Kejahatan Hendy pun akhirnya terkuak. Lala dan Nurma bukan mati karena bunuh diri seperti kabar yang diberitakan, tapi dibunuh Hendy yang memang mengincar kekayaan Nurma yang baru saja mendapat warisan dari orang tuanya. sedang Lala yang tak sengaja mengetahui kejahatan itu, akhirnya juga kena dampak mati di tangan Hendy.

“Terima kasih, Lucia. Sekarang kami bisa tenang,” ucap Lala dan Nurma yang kemudian hilang tak lagi nampak di pelupuk matanya.

**** Sebulan setelah itu, Lucia merasa tenang tapi, di bulan berikutnya, dia kembali mendapat teror lagi.

“Pergi!

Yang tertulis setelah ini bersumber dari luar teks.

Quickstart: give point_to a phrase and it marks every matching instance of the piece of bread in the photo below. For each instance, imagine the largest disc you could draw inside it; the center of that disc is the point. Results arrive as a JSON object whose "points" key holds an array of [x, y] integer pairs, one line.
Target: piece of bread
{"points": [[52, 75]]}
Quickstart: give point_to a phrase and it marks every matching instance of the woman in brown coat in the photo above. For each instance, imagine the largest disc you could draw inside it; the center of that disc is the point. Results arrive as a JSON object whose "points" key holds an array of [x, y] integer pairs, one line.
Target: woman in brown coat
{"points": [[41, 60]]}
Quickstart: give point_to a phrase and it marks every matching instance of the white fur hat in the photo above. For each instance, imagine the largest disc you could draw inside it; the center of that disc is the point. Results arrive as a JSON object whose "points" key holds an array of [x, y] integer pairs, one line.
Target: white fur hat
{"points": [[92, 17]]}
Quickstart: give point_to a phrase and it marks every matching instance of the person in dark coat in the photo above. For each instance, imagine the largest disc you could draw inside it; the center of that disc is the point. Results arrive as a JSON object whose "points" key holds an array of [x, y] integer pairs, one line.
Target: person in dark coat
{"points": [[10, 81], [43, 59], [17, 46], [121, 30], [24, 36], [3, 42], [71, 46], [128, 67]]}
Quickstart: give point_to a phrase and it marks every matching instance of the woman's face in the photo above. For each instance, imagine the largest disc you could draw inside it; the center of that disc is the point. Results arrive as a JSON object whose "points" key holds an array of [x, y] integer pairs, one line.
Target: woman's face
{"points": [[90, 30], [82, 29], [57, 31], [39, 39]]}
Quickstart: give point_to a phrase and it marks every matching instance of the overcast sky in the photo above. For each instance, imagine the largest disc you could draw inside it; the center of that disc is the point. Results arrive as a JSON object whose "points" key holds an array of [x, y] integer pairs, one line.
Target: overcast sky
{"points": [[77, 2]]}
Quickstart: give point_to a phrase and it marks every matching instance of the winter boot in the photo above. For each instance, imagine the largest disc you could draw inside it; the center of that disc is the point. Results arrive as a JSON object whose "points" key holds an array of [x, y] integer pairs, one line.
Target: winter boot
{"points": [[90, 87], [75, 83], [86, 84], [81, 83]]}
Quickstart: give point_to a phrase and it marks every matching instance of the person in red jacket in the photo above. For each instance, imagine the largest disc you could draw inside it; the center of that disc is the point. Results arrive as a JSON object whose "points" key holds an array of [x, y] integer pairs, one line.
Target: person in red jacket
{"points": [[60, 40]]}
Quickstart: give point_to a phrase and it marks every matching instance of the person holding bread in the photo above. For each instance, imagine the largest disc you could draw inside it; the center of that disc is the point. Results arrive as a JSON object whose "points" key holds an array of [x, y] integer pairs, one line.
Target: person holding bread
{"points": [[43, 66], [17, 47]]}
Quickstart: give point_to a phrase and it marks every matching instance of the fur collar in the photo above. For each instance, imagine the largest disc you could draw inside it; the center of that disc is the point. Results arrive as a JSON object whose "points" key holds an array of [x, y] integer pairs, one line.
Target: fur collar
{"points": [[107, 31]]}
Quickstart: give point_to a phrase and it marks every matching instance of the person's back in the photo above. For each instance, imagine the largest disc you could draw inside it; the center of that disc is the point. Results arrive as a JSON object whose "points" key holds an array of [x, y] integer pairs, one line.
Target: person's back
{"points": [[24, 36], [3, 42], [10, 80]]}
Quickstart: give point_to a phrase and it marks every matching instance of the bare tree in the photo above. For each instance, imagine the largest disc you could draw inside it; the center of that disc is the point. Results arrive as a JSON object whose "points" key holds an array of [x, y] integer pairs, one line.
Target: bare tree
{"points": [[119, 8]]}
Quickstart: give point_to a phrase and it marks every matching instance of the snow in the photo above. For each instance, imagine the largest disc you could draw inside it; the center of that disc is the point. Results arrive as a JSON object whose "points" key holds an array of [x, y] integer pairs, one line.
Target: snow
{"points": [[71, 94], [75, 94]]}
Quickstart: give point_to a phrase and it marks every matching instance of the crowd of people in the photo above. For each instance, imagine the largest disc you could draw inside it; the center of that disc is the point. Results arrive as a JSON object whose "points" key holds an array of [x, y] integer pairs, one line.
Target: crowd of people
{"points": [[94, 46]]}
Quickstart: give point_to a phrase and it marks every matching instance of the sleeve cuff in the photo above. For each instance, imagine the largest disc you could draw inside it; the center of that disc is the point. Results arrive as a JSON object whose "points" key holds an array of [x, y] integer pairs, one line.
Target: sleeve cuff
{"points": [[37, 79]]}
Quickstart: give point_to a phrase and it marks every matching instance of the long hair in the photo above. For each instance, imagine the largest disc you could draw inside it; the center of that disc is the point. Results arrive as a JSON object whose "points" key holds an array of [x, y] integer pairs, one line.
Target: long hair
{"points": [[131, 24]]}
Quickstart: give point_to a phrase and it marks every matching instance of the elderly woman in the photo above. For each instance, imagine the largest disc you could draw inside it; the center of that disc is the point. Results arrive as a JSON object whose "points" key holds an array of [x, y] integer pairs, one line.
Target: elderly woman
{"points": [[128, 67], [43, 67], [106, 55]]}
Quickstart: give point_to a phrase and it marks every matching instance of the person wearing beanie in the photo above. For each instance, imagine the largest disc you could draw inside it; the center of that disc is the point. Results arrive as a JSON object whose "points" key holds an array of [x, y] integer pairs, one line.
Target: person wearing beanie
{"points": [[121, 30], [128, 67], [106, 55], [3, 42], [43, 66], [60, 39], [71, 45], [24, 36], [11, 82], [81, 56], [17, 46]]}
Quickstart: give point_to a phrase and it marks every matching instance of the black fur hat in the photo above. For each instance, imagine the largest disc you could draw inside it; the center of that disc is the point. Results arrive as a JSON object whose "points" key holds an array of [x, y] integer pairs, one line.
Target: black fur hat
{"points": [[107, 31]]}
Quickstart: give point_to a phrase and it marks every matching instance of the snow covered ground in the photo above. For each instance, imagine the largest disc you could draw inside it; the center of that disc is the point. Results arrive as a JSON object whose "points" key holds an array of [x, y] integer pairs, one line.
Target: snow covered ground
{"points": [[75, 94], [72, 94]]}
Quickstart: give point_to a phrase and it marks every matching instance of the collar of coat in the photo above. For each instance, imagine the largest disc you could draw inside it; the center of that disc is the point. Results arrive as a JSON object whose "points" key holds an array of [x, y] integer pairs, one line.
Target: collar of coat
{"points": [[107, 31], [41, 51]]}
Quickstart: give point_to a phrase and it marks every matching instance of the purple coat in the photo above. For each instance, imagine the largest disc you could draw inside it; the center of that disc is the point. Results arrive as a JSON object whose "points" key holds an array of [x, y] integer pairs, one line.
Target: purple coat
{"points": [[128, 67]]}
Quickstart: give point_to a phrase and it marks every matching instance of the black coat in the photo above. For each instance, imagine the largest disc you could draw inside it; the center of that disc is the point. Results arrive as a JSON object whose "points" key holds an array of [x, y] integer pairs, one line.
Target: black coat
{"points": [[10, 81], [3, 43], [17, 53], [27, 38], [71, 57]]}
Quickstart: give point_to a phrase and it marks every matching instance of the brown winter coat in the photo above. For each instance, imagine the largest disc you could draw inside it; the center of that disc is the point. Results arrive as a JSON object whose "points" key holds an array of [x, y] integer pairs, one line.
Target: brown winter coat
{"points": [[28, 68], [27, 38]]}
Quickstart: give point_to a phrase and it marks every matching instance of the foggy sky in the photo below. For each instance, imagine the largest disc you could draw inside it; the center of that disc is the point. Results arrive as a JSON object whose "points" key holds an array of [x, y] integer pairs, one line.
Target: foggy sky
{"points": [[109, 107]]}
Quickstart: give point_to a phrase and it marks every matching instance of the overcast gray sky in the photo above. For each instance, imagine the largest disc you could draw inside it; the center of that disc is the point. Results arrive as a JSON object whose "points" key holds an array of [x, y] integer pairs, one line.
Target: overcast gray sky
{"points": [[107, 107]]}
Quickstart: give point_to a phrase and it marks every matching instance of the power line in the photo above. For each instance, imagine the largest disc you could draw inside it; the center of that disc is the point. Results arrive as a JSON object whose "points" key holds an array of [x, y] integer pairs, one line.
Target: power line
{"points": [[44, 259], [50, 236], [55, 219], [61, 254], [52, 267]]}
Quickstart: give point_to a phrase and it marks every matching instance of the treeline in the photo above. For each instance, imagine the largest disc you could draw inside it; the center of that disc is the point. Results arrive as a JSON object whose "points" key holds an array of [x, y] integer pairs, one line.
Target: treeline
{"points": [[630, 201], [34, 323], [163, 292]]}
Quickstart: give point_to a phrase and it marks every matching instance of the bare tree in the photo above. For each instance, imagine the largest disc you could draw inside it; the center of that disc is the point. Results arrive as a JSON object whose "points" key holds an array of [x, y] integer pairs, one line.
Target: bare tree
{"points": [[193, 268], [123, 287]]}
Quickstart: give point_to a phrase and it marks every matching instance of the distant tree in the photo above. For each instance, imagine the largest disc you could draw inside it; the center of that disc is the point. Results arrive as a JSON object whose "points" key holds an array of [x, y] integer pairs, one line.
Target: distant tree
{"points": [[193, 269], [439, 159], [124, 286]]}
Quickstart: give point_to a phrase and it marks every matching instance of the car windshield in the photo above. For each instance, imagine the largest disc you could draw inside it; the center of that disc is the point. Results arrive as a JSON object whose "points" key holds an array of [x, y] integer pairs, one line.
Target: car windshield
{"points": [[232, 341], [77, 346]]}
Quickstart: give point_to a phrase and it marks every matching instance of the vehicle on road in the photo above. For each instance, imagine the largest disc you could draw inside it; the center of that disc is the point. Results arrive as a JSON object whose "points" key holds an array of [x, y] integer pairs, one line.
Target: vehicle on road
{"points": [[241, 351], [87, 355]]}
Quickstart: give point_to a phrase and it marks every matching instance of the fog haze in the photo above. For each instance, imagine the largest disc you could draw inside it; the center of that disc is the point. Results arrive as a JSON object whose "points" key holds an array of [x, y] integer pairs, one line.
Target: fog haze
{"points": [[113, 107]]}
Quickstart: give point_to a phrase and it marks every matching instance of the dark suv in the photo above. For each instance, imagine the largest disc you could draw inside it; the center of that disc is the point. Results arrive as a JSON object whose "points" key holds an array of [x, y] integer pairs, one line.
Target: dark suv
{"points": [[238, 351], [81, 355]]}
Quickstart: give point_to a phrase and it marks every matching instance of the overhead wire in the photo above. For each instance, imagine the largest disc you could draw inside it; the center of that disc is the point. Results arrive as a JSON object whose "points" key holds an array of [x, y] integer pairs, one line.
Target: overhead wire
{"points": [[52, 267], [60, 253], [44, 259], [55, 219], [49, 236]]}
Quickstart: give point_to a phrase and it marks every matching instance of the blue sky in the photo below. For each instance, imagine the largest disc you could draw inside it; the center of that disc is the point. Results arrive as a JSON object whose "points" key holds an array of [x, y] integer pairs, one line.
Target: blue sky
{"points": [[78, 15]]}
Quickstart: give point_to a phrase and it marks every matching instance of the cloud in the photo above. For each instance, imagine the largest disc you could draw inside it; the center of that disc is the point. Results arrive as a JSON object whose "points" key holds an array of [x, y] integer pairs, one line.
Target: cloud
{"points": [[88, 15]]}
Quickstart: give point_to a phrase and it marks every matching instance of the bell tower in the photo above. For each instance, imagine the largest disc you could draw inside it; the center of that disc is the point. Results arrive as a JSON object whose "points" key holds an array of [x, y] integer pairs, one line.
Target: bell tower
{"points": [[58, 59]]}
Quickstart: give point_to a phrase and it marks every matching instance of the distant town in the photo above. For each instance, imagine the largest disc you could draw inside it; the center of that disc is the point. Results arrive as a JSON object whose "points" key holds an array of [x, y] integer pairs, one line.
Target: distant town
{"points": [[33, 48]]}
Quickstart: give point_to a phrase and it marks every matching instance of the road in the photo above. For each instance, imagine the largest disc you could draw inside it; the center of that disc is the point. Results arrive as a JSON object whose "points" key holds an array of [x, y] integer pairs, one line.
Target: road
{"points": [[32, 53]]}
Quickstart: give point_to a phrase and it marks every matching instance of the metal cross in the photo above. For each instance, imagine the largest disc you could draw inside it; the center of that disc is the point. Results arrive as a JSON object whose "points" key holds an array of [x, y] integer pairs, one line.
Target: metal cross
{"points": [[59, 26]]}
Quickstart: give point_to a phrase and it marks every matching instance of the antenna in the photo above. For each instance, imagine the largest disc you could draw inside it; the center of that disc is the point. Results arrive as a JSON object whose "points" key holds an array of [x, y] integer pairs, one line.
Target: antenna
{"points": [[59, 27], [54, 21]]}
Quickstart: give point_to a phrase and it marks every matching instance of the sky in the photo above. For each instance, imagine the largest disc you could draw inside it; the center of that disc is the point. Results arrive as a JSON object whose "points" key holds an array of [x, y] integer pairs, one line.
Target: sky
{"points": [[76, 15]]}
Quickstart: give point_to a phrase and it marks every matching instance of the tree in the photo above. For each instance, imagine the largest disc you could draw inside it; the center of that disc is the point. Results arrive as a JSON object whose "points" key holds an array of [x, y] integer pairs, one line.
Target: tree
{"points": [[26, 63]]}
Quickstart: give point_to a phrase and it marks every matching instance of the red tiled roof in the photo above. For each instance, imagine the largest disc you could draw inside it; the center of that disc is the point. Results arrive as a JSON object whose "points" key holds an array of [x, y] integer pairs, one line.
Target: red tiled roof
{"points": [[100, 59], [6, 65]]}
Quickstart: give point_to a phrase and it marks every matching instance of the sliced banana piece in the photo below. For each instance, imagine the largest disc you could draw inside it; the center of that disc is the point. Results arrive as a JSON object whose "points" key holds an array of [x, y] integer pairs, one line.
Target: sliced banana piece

Pergi! Aku tidak mau ikut kamu!” teriak Lucia marah.

Dia melempar apa saja yang ada di depannya supa wanita yang sedari tadi dihadapannya hilang.

“Kenapa tidak mau? bukankah kita satu jiwa yang harus selalu bersama, Lucia. Aku Lifia saudara kamu,” ucap wanita bergaun merah.

“Tidak! Aku tidak mengenalmu!” pekik Lucia. Dia menutup telinga agar tak mendengar ocehan Lifia yang ke mana-mana.

Dan batas kesabaran Lucia pun sudah pada puncakknya.

Lucia tidak tahan dan memilih menyendiri, mendekam di kamar yang sepi agar tak diganggu lagi. Di rumah terapi para pemilik dua jiwa yang tak bisa dikendalikan lagi.


Epilog

Kebenaran yang tertunda, kini telah terungkap ternyata Lucia seorang gadis perkepribadian ganda, Dia yang merasa tidak dipercaya keluarganya, sehingga dia menciptakan satu lagi jiwa untuk menemani kesepian yang dirasa. Juga kebohongan yang dia lakukan agar mendapat perhatian orang tuanya, tentang Lala dan Nurma.